Friday, August 7, 2009

Days Late for a Eulogy

Former Philippine President Corazon Aquino has been buried for three days, and it is only now that I get to write about it.

I guess I wanted some distance from the actual event. I want some distance from the emotional outpouring and the heavy mourning that has blanketed the nation since she died last week. Emotion and sentiment cloud too many minds as it stands nowadays.

Who was Corazon Aquino, and why does her passing leave such a mark? All the official news organs describe her as a former president. But was her presidency the reason why she is remembered as some democratic Prometheus remade? I was young and stupid then, but I do not remember such a good reign during her term. I remember the coups, but I most especially remember the blackouts. Corazon Aquino's presidency, if it had been any other person, would have been judged a disaster. Her weakness led to her position being threatened militarily no less than seven times. Military adventurists may have gotten a taste of it during the first EDSA revolution, but they honed their craft in the age of Cory. Her economic reform was not much better. Land reform was derailed by her own unwillingness to carve up her family's hacienda (incidentally, the largest in Luzon, I think), and the economy was in bad shape when she left it. Most notably, she left the energy utilities sector in shambles, leading to an age of rationed power and regularly scheduled blackouts befitting a country recovering from war, not a country on the rise after a bloodless revolution. So, if it is by her Presidency that we remember Corazon Aquino, then she must be remembered poorly.
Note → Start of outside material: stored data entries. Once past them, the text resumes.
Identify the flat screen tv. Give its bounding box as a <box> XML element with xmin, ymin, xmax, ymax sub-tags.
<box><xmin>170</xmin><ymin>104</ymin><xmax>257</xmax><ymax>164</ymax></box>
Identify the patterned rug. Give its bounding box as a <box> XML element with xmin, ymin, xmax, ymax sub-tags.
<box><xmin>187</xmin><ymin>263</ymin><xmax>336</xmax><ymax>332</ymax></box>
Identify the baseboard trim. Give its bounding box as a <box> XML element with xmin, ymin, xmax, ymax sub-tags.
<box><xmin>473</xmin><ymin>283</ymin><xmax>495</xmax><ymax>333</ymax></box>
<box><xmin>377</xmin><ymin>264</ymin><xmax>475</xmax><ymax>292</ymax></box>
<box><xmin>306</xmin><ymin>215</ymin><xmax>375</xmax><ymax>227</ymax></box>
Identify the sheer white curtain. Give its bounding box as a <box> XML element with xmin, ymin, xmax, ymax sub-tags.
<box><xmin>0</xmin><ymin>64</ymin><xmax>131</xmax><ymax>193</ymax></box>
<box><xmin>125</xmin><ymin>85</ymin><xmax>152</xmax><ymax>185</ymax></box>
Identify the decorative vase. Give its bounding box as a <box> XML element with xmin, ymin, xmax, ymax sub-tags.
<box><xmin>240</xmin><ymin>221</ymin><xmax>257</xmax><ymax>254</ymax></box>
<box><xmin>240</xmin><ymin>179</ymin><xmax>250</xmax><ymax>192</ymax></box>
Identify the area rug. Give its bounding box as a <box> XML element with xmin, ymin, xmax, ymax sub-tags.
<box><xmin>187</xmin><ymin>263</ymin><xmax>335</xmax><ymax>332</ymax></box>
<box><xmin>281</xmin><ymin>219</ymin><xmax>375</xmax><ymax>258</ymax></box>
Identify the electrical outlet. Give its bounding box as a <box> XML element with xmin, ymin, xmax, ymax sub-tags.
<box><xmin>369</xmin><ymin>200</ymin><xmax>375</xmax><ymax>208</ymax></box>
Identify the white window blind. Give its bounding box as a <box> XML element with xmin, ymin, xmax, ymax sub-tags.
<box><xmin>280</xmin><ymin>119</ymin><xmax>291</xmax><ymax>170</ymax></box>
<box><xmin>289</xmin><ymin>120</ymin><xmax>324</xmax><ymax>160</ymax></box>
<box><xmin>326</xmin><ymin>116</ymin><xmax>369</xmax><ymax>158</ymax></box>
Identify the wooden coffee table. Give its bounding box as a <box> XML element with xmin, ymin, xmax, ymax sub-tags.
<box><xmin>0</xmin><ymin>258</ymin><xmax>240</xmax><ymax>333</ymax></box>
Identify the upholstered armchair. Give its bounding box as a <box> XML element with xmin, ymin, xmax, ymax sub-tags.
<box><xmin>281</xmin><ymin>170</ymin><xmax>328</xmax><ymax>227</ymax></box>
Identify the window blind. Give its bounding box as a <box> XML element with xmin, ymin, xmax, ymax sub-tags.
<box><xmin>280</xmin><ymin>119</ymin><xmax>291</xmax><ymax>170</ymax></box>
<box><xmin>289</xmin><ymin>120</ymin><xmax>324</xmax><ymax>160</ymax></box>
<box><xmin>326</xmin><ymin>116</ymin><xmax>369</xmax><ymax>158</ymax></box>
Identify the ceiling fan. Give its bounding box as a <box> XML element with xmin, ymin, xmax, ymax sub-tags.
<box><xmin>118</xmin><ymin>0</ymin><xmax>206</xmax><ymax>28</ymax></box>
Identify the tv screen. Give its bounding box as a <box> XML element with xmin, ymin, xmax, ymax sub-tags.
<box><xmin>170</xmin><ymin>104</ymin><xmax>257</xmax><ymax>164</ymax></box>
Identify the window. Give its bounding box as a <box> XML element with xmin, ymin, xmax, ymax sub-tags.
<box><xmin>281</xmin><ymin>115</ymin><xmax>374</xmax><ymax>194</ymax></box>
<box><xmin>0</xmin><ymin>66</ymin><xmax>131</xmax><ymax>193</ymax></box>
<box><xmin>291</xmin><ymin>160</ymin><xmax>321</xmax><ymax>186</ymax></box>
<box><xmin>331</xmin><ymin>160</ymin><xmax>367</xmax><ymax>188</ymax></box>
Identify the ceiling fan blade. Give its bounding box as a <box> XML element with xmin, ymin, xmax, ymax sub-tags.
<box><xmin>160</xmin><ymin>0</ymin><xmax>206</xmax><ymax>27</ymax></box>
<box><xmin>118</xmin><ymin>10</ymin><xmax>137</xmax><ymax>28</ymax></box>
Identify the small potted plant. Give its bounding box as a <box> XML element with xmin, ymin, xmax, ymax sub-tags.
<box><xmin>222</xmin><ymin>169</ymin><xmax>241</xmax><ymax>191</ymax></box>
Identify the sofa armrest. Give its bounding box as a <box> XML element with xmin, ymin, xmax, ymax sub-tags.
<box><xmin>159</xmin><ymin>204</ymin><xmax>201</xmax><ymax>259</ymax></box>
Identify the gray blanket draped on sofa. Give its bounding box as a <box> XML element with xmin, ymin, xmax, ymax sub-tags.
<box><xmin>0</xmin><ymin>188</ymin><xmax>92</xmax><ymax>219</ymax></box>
Those who praise her usually abandon the generalized mushy sentiment just long enough to cite two concrete events; her role in  the overthrow of the dictator Ferdinand Marcos and the peaceful transition of power after her presidency. But, notice that both events lie outside her presidency, with the former coming before it and the latter coming in its termination. This should give an indication of her place in the collective memory. She is most fondly remembered for taking power and relinquishing it, not for exercising it. In that sense, she is not the Philippine Cicero, trumpeting the virtue and nobility of the Republic from her lips and deeds. If any, Corazon Aquino fulfilled, as practically every other president before her fulfilled, the dream of Manuel Quezon of a Philippines run like hell by Filipinos. (Hey, as long as its not a white guy, am I right?) No, Corazon Aquino is something much greater than that. She is our Cincinnatus, someone whom even power cannot corrupt to the purposes of power. Like Cincinnatus, she will be an icon whose virtues will seem so unbelievable that in the near future, her existence may be dismissed (or elevated, as it may be) as myth. Cincinnatus was a farmer who became a senator and dictator, then relinquished the rods and axe to become a farmer again. Corazon Aquino was a housewife who became president, then became a (sort of) housewife again. This is the stuff myths are made off, and there was no more potent "myth" about the virtues of the Roman Republic than the one embodied by the (very real) virtue of Cincinnatus. The same thing may be said of Corazon Aquino, some day.

What stood out for me the most in my memories of the late Corazon Aquino was how she seemed like the most unfit person for politics as we know it. Her rather "mixed" (to put it as charitably as possible) record of ruling attests to that, but there is something else. She carries herself so unassumingly, and speaks so plainly, that one can tell that power has not eclipsed the person. The last Philippine president to pull that off was the sadly short-lived Magsaysay, and even then, one can speculate that if he had lived to the end of his term, he may have been exposed as someone just like the rest of them. But there will be no such speculation with Mrs. Aquino, who came to power a simple woman of faith and left power a simple woman of faith. There is no taint of the professional politician about her. If only others who enter the corrosive fields of politics were as fortunate, to leave as themselves and not as the creatures the quest for power had turned them into. One glance at the current sad-sack crop of "presidentiable" candidates is enough to give a clue as to the toll professional politics has taken on the ones who purport to master it. One is a glorified hack whose impoverished background provides, not a source of character, but cheap demographic points. Another is a guy who pretends he cares about markets and pedicabs, when his uncalloused hands look like they've never done a decent day's work in his life. Another is a blank slate who will be whatever the voters want him to be. Another is a depraved (alleged!) lesbian masquerading as a moral force. None of these are real people, only simulacra programmed to pursue power like flies to spilt honey. If every generation of political aspirants are but derivatives of these, then I shall not wonder why Corazon Aquino, like Cincinnatus before her, will be considered a "myth" just a few generations down the line. That she kept her own person in both taking and relinquishing power will be an impossibility beyond the wildest dreams of these golems striving for power. This is why I will fondly remember her. Corazon Aquino: person.

Requiscat in Pace

1933 - 2009

"All we have to decide is what to do with the time that is given to us."